Bescheidbeschwerde – Einzel – Erkenntnis des BFG vom 17.10.2016, RV/3100887/2016

Stundungsansuchen einer GmbH aufgrund eines angeblich zu erwartenden Guthabens ihres Geschäftsführers

Rechtssätze

Keine Rechtssätze vorhanden

Entscheidungstext

IM NAMEN DER REPUBLIK

Das Bundesfinanzgericht hat durch den Richter R. in der Beschwerdesache der Bf. , vertreten durch F-GmbH, über die Beschwerde vom 12.04.2016 gegen den Bescheid des Finanzamtes Innsbruck vom 29.3.2016, betreffend Zahlungserleichterungen zu Recht erkannt: 

Die Beschwerde wird als unbegründet abgewiesen.

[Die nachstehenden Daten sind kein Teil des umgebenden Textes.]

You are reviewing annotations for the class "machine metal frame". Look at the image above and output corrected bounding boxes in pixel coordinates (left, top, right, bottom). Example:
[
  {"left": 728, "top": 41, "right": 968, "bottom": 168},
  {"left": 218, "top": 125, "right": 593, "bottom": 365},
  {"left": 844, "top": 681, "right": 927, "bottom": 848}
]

Eine Revision an den Verwaltungsgerichtshof ist nach Art. 133 Abs. 4 Bundes-Verfassungsgesetz (B-VG) nicht zulässig.

 

Entscheidungsgründe

1.1. Die Beschwerdeführerin (kurz: Bf.) ist eine Gesellschaft mit beschränkter Haftung, deren Gesellschaftergeschäftsführer ein Einzelunternehmen betreibt.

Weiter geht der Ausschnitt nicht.